I'm currently trying to port a (currently for unreleased hardware and
under nda) driver from x86 to arm and in doing so I've run into a
problem with allocating memory using pci_alloc_consistent. Looking into
it I can't allocate more than 1MB whereas I need to allocate at least
2MB of contiguous memory.
   I guess pci_alloc_consistent calls dma_alloc_coherent, so why does
it fail to allocate 2MB of memory?
What is the error do you see?

Looking further into it, the conventional
method to get around this at the moment seems to be to statically link
the driver into the kernel and use alloc_bootmem or alloc_bootmem_low
(mentioned in ldd3 and all over google).

The problem I've run into however is that I get a warning at boot which is:

WARNING: at mm/bootmem.c:672 alloc_arch_preferred_bootmem+0x34/0x64()
You need to call alloc_bootmem at an early stage before slab is initialized.
Looking at that code in bootmem.c this is a warning which I think is
there to tell me that SLAB is available and warn against trying to
allocate at boot.

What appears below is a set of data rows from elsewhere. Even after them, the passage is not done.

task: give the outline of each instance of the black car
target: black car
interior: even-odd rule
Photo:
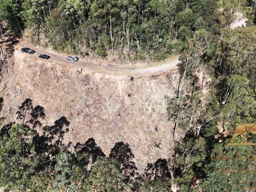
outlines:
[[[42,59],[48,59],[50,58],[50,56],[47,55],[40,55],[39,56],[39,58],[42,58]]]
[[[28,47],[24,47],[21,49],[21,52],[24,53],[27,53],[28,54],[33,54],[36,52],[32,49],[28,48]]]

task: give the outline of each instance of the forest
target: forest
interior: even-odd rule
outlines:
[[[39,136],[33,125],[44,115],[42,107],[34,108],[26,100],[17,118],[22,119],[28,111],[31,121],[2,126],[3,190],[165,192],[172,191],[175,185],[184,192],[256,191],[256,164],[248,155],[256,155],[256,148],[227,144],[237,125],[256,123],[256,3],[0,0],[1,26],[4,23],[21,37],[26,31],[35,44],[85,56],[95,53],[104,58],[111,53],[131,61],[180,55],[176,96],[166,98],[173,125],[170,131],[176,141],[172,158],[150,164],[139,174],[127,144],[117,143],[108,157],[93,138],[69,151],[68,145],[61,142],[68,131],[64,117],[44,128]],[[246,26],[231,28],[237,12],[248,19]],[[206,93],[200,85],[203,84],[198,71],[203,80],[210,80]],[[182,135],[178,135],[178,130]],[[256,137],[249,133],[247,140],[256,143]],[[235,140],[242,142],[243,138]],[[240,155],[213,160],[211,157],[216,157],[216,153],[211,157],[213,151],[222,156]]]

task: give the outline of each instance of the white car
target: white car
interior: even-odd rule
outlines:
[[[69,61],[76,61],[78,60],[78,58],[76,56],[69,56],[67,58]]]

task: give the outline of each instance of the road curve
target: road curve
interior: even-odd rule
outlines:
[[[31,45],[21,41],[16,46],[18,50],[20,51],[20,49],[23,47],[29,47],[34,50],[36,52],[32,55],[28,55],[25,53],[20,52],[21,54],[24,54],[26,56],[36,58],[38,58],[40,55],[46,54],[50,56],[47,61],[56,62],[59,65],[71,67],[75,67],[77,68],[83,68],[83,70],[92,70],[96,72],[103,72],[108,74],[118,74],[122,76],[136,76],[139,75],[146,75],[151,74],[152,73],[157,72],[162,70],[167,70],[171,69],[176,68],[177,64],[179,63],[178,56],[176,57],[174,60],[168,63],[164,63],[158,66],[154,67],[146,67],[136,69],[125,69],[118,68],[114,67],[103,66],[100,65],[96,65],[92,63],[91,62],[86,60],[86,59],[79,59],[79,60],[76,62],[73,62],[68,61],[66,58],[68,56],[64,56],[60,54],[54,53],[50,53],[45,50],[42,50],[38,48],[35,47]]]

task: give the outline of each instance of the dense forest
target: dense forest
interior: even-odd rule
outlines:
[[[84,56],[104,57],[112,52],[120,59],[160,60],[182,52],[196,31],[206,31],[211,44],[236,10],[249,18],[248,25],[254,19],[252,0],[0,2],[0,19],[20,36],[27,29],[26,36],[35,44]]]
[[[237,12],[248,18],[247,26],[231,29]],[[24,103],[18,118],[29,112],[31,121],[1,130],[0,186],[5,191],[165,192],[175,184],[180,192],[255,191],[256,149],[227,144],[237,125],[256,123],[256,13],[254,0],[0,0],[2,24],[20,36],[26,30],[34,43],[135,60],[178,53],[180,62],[176,95],[166,98],[176,141],[172,158],[150,164],[142,174],[126,144],[118,143],[109,157],[92,138],[70,152],[61,142],[66,120],[39,136],[32,126],[44,113]],[[210,80],[207,92],[198,72],[203,81]],[[252,134],[247,140],[256,143]],[[222,157],[214,160],[217,154]]]

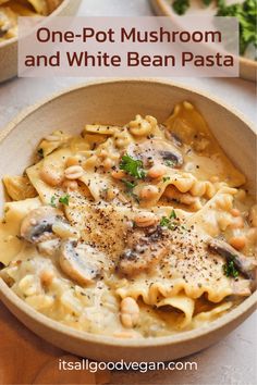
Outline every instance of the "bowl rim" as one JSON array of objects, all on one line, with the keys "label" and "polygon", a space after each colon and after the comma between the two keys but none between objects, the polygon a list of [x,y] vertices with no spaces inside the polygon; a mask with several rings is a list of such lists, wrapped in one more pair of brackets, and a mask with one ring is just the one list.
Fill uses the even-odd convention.
[{"label": "bowl rim", "polygon": [[[45,17],[58,16],[58,13],[61,12],[71,1],[72,0],[62,0],[62,2],[58,5],[58,8],[56,8],[56,10],[52,13],[50,13],[49,15],[46,15]],[[9,45],[15,44],[15,42],[17,42],[17,40],[19,40],[19,37],[15,36],[15,37],[12,37],[11,39],[7,39],[4,41],[1,41],[0,49],[2,47],[7,47]]]},{"label": "bowl rim", "polygon": [[[28,107],[24,109],[20,114],[17,114],[16,117],[14,117],[3,129],[0,129],[0,147],[4,142],[4,139],[11,134],[11,132],[16,127],[16,125],[22,122],[25,117],[29,116],[32,113],[34,113],[36,110],[38,110],[40,107],[50,103],[52,100],[58,99],[59,97],[62,97],[64,95],[68,95],[70,92],[74,91],[79,91],[81,89],[84,88],[90,88],[95,86],[105,86],[105,85],[111,85],[111,84],[119,84],[122,83],[123,85],[128,84],[128,83],[139,83],[139,84],[149,84],[151,83],[152,85],[158,84],[162,86],[168,86],[168,87],[175,87],[180,89],[184,89],[186,91],[194,92],[198,96],[207,98],[209,101],[215,102],[216,104],[219,104],[220,107],[224,108],[227,111],[230,113],[232,112],[236,117],[238,117],[241,121],[243,121],[248,128],[255,133],[254,126],[252,125],[250,122],[248,122],[244,114],[241,112],[234,110],[231,107],[228,107],[224,104],[221,100],[217,98],[212,98],[208,92],[203,92],[198,91],[198,89],[195,89],[193,87],[186,87],[184,85],[180,85],[178,83],[171,82],[171,80],[163,80],[163,79],[155,79],[155,78],[115,78],[115,79],[101,79],[101,80],[95,80],[95,82],[89,82],[89,83],[83,83],[78,84],[69,88],[65,88],[61,91],[54,92],[53,95],[44,98],[41,101],[33,104],[32,107]],[[41,314],[39,311],[35,310],[32,308],[29,305],[27,305],[25,301],[23,301],[14,291],[9,288],[9,286],[3,282],[2,278],[0,278],[0,299],[2,300],[3,303],[11,303],[13,308],[17,308],[22,313],[24,313],[27,318],[30,320],[35,321],[36,323],[39,323],[44,325],[45,327],[53,331],[61,333],[62,335],[70,336],[72,338],[79,339],[81,341],[88,341],[88,343],[95,343],[99,345],[105,345],[105,346],[117,346],[117,347],[126,347],[126,348],[146,348],[146,347],[158,347],[158,346],[167,346],[167,345],[175,345],[183,341],[188,341],[188,340],[194,340],[199,337],[204,337],[205,335],[216,332],[227,324],[232,323],[235,321],[238,316],[243,315],[250,309],[256,308],[257,305],[257,290],[253,293],[248,298],[246,298],[243,302],[241,302],[238,306],[236,306],[234,309],[230,310],[228,313],[224,315],[220,316],[218,320],[215,320],[210,322],[208,325],[203,326],[201,328],[195,328],[192,331],[186,331],[186,332],[181,332],[178,334],[173,335],[168,335],[168,336],[160,336],[160,337],[147,337],[147,338],[118,338],[114,336],[107,336],[107,335],[97,335],[97,334],[91,334],[88,332],[83,332],[75,330],[71,326],[64,325],[59,321],[54,321],[44,314]]]},{"label": "bowl rim", "polygon": [[[166,0],[149,0],[152,7],[158,7],[163,16],[174,16],[174,13],[171,11],[171,7],[167,3]],[[244,65],[256,69],[257,71],[257,61],[238,55],[240,62]]]}]

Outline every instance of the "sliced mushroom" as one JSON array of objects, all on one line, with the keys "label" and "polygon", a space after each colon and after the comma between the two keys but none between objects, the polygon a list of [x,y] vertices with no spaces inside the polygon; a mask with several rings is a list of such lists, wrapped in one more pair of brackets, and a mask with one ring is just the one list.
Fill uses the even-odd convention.
[{"label": "sliced mushroom", "polygon": [[69,239],[61,246],[59,263],[72,280],[88,285],[101,275],[103,254],[87,244]]},{"label": "sliced mushroom", "polygon": [[181,151],[171,142],[161,139],[148,139],[140,144],[131,145],[127,153],[140,159],[145,166],[149,166],[154,162],[167,164],[168,161],[174,167],[180,167],[183,164]]},{"label": "sliced mushroom", "polygon": [[62,211],[50,206],[42,206],[30,211],[24,218],[21,225],[21,237],[32,244],[54,238],[52,226],[58,222],[65,222]]},{"label": "sliced mushroom", "polygon": [[127,248],[120,257],[117,271],[130,277],[152,271],[168,253],[166,233],[161,226],[128,231]]},{"label": "sliced mushroom", "polygon": [[254,278],[254,271],[256,269],[256,260],[254,258],[244,256],[224,240],[220,239],[210,239],[208,247],[210,250],[223,257],[225,261],[233,261],[235,268],[242,273],[242,275],[248,280]]}]

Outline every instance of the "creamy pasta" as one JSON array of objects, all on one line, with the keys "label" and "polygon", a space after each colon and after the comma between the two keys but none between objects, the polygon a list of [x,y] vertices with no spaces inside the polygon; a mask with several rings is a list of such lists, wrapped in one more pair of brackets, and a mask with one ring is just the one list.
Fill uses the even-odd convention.
[{"label": "creamy pasta", "polygon": [[17,37],[19,16],[47,16],[62,0],[0,0],[0,42]]},{"label": "creamy pasta", "polygon": [[3,178],[0,276],[26,303],[120,338],[200,327],[255,289],[257,206],[200,113],[86,124]]}]

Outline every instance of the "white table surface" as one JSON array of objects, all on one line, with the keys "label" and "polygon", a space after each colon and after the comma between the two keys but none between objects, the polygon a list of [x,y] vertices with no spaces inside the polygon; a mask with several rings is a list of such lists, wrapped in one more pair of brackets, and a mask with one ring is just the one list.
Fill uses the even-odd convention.
[{"label": "white table surface", "polygon": [[[151,15],[147,0],[83,0],[79,15]],[[3,127],[23,108],[70,85],[86,78],[14,78],[0,85],[0,127]],[[256,88],[253,83],[238,78],[174,78],[175,83],[211,91],[229,105],[257,121]],[[197,384],[254,385],[257,384],[257,316],[252,315],[243,325],[217,345],[192,356],[198,371],[148,373],[114,373],[113,384]]]}]

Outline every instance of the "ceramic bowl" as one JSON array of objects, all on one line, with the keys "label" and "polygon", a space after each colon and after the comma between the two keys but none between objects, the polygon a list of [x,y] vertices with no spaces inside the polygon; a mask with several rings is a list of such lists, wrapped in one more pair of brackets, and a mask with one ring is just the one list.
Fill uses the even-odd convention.
[{"label": "ceramic bowl", "polygon": [[[210,95],[152,79],[117,79],[78,86],[38,103],[0,134],[0,178],[21,174],[32,163],[41,137],[59,128],[79,133],[85,123],[124,124],[135,114],[164,121],[175,103],[188,100],[204,113],[212,133],[254,189],[256,135],[247,119]],[[4,202],[0,187],[0,206]],[[96,360],[167,361],[188,356],[223,338],[254,311],[257,293],[222,318],[198,330],[167,337],[118,339],[75,331],[32,309],[0,280],[0,298],[28,328],[51,344]]]},{"label": "ceramic bowl", "polygon": [[[170,16],[174,17],[174,12],[167,0],[149,0],[154,11],[159,16]],[[171,3],[171,1],[170,1]],[[197,8],[196,8],[197,7]],[[194,13],[198,11],[198,4],[193,9]],[[203,12],[203,11],[201,11]],[[208,10],[204,11],[205,14],[210,14]],[[210,11],[211,12],[211,11]],[[213,12],[212,12],[213,14]],[[257,80],[257,61],[240,57],[240,77],[246,80],[256,82]]]},{"label": "ceramic bowl", "polygon": [[[63,0],[62,3],[48,16],[73,16],[81,0]],[[17,38],[0,42],[0,83],[17,74]]]}]

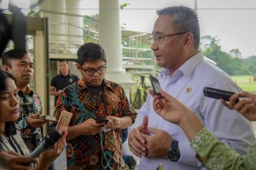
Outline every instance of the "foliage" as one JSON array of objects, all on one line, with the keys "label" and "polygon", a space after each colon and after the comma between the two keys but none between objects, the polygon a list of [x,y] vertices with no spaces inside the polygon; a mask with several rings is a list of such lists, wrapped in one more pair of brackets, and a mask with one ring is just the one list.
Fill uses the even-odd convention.
[{"label": "foliage", "polygon": [[256,81],[253,81],[253,76],[234,76],[232,80],[247,92],[256,92]]},{"label": "foliage", "polygon": [[214,60],[217,66],[229,75],[253,75],[256,73],[256,67],[254,66],[256,56],[242,59],[238,48],[230,50],[229,54],[224,52],[217,37],[206,36],[202,37],[202,40],[207,42],[202,45],[204,55]]}]

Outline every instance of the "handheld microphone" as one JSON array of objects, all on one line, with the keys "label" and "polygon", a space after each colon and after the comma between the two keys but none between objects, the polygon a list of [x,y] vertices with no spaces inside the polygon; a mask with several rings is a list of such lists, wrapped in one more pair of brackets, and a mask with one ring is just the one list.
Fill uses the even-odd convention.
[{"label": "handheld microphone", "polygon": [[51,131],[47,136],[42,140],[39,145],[30,153],[29,157],[37,158],[38,156],[53,146],[61,137],[61,133],[57,129]]}]

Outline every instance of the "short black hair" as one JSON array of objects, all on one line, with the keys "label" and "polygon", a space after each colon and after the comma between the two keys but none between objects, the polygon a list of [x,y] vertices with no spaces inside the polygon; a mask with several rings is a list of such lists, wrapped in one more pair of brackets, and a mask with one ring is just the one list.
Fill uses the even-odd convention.
[{"label": "short black hair", "polygon": [[185,6],[172,6],[157,10],[157,14],[172,17],[174,31],[177,32],[191,32],[194,36],[195,46],[199,48],[200,26],[197,14],[194,9]]},{"label": "short black hair", "polygon": [[2,64],[9,65],[10,68],[12,68],[12,65],[9,62],[9,60],[11,59],[20,59],[25,54],[27,54],[26,50],[23,49],[11,49],[7,52],[5,52],[2,56]]},{"label": "short black hair", "polygon": [[88,42],[83,44],[77,52],[78,63],[84,65],[86,61],[102,60],[107,62],[104,49],[97,43]]},{"label": "short black hair", "polygon": [[[15,78],[13,75],[9,72],[3,71],[0,70],[0,93],[6,90],[6,79],[11,78],[15,82]],[[15,122],[5,122],[5,134],[7,137],[15,134],[16,133],[16,128],[15,128]]]}]

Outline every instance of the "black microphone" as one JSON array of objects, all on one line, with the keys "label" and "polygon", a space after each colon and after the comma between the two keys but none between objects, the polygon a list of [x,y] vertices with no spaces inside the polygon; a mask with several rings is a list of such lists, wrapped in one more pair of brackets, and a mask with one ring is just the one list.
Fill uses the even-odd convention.
[{"label": "black microphone", "polygon": [[38,157],[42,152],[53,146],[61,138],[61,132],[57,129],[54,129],[49,134],[47,134],[39,145],[33,151],[32,151],[28,156],[34,158]]}]

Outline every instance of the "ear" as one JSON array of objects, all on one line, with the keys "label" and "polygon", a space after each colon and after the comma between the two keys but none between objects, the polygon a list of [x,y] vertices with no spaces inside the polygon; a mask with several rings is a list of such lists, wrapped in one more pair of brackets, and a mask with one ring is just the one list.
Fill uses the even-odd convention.
[{"label": "ear", "polygon": [[187,32],[184,35],[183,48],[188,48],[193,44],[194,36],[191,32]]},{"label": "ear", "polygon": [[3,70],[5,71],[6,72],[9,72],[9,66],[7,65],[3,65]]}]

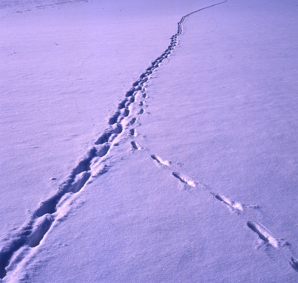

However it reportedly allocates the memory but when
the driver tries to use this memory later, then the system hangs.
Is the driver using the memory for DMA? Are you using the memory
returned by alloc_bootmem directly?
Remember DMA works on physical addresses not virtual. You might have
to use dma_map_single/dma_unmap_single.
Also does the h/w has any limitations of the physical memory range it
can access? Like only first 64MB of RAM?